Peut-on effacer son ancienne vie au montage et refaire sa vie? Première question. Un enfant peut-il jamais pardonner à un parent de l’avoir abandonné? Seconde question. Ce sont ces deux thèmes dont parle « Une Vita tranquilla » en prenant intelligemment appui sur le milieu de la Camorra où rien n’est jamais pardonné, où les « traitres » à l’organisation payent toujours leurs dettes. Rosario tient un hôtel restaurant en Allemagne, « Da Rosario », avec son épouse Renate, père modèle de leur fils de 10 ans, Mathias. De L’Italie, il conserve de parler italien avec son fils et un employé de la cuisine, Claudio, sinon, il s’applique à parler le meilleur allemand possible, presque sans accent. Soudain, Rosario aparçoit Diego, fils d’un premier mariage, témoin d’une autre vie où il s’appelait Antonio de Martino, qui demande asile à l’hôtel.


photo Bellissima

Ancien parrain de la Camorra, Rosario a mis plus de quinze ans à refaire sa vie. Quand Diego et son copain, Edoardo, truands hédonistes nouvelle génération marchant à l’impulsion, l’envie et la coke, débarquent dans son restaurant, Rosario est partagé entre la méfiance et la culpabilité d’avoir abandonné son fils et sa mère pour sauver sa peau et la leur. D’autant que loin d’être une visite de courtoisie, les deux voyous viennent pour un « contrat », abattre un homme politique allemand qui gênerait le trafic des ordures ménagères à Naples sous le contrôle de la Camorra. Une Camorra absente et présente qui sert de toile de fond, de machine infernale à ne pas effacer les « fautes ». On brosse en creux le portrait de deux générations de truands, les besogneux, contrôlés, organisés, comme Rosario, le père, et les défoncés qui veulent « tout tout de suite » comme Diego et Edoardo, le fils et le copain, lui-même fils du parrain Mario Fiore. Opposition également de deux pays, deux mondes, la campagne allemande trop calme, sans aspérités, l’agitation napolitaine bouillonnante de violence.
Porté par Toni Servillo, le film, dont j’ai entendu dire après la projection qu’il était « un peu classique », s’inscrit, au contraire, dans le renouveau du cinéma italien, un cinéma beaucoup moins typé, plus international, plus réaliste (depuis le fameux « Gomorra », où sévissait aussi Toni Servillo, tout a changé), plus sobre, moins d’effets de manche, plus de subtilité, de portraits par petites touches. Même si la fin est très « italienne » rejoignant en sombre la tradition de la tragicomédie, de l’absurde de l’existence. A noter la précision des langues qui participe à donner un ton vrai au film, l’italien que pratique aujourd’hui Rosario avec sa femme et son fils, le dialecte du sud de l’Italie, très différent, plus rude, que parlent entre eux Diego et Edoardo.

 

INFO cinéma italien!
A noter le
festival du film italien à Ajaccio (IFFA), dont j’ignorais l’existence, qui semble avoir une excellente programmation si je m’en tiens à celle de l’année passée (15/23 octobre 2011, 14° édition du festival), pour sûr que c’est plus cool d’aller suivre un festival à Ajaccio face aux îles Sanguinaires qu’au bord du frisquet lac d’Annecy (27 septembre/4 octobre 2011, 29° édition du festival), beaucoup plus médiatisé…
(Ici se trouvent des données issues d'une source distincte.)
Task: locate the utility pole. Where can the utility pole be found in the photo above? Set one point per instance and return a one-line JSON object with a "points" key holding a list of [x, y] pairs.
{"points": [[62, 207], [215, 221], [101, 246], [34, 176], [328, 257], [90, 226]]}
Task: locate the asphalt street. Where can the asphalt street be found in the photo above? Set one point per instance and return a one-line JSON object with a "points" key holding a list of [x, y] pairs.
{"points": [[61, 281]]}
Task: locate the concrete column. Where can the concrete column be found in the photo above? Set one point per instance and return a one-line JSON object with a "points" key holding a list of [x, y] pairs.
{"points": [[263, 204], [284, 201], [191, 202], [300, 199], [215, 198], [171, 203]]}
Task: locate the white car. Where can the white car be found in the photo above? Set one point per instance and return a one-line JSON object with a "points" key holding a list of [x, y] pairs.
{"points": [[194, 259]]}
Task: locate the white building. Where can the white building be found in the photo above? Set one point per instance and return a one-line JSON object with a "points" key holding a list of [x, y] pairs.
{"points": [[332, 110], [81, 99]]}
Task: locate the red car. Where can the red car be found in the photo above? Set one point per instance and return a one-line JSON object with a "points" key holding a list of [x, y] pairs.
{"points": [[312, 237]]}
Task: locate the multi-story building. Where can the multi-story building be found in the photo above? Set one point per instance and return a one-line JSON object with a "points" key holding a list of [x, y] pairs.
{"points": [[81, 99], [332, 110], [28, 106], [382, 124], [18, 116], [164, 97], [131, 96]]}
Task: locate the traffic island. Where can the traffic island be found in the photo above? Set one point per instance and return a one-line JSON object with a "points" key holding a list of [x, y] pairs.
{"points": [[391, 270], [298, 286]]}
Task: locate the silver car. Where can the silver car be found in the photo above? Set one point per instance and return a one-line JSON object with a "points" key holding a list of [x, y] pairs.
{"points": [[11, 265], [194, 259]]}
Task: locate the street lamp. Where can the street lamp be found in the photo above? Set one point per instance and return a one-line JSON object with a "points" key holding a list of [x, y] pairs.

« Un Tigre parmi les singes  » (« Gorbaciof« )

Pitch.
Un comptable d’une prison de Naples a un vice caché : le jeu. Pour sauver la fille du patron du restaurant chinois dont le père, joueur, s’est endetté, il va voler une grosse somme d’argent dans la caisse de la prison.

Toni Servillo est incroyable dans ce film où il interprète un personnage de composition presque méconnaissable, un comptable de la prison de Naples aux allures de mafioso, le cheveu plaqué et gras, la physionomie fermée, homme mutique, un peu le « Samouraï » (Melville) du pauvre… C’est pour cela que la jeune femme dont le comptable va tomber amoureux, la fille du patron du restaurant asiatique où se passent les parties de poker, va lui dire qu’il est un tigre au pays des singes…
 


photo Bellissima
Gorbaciof a une vie rangée, des journées identiques, passer le portique de contrôle de la prison, compter les billets que viennent déposer les familles des détenus, prendre de l’argent dans le coffre, remettre de l’argent dans le coffre. Le soir, aller jouer à une table de poker sous l’égide d’un avocat véreux qui sert parfois de banque, voire une partie de Bingo. Les pertes et les gains du joueur s’équilibrent à peu près. Jusqu’au jour où Lila, la fille du patron du restaurant chinois, est en danger,

Gorbaciof se rend compte que son père, surendetté, accablé, ne va pas hésiter à la prostituer pour rembourser ses dettes de jeu. Il dérobe alors une forte somme d’argent dans la caisse de la prison qu’il donne à Lila, espère pouvoir partir avec elle vers un monde meilleur. Mais la descente a commencé pour Gorbaciof qui s’enferre dans un engrenage de pots de vin, de vols et de dettes. 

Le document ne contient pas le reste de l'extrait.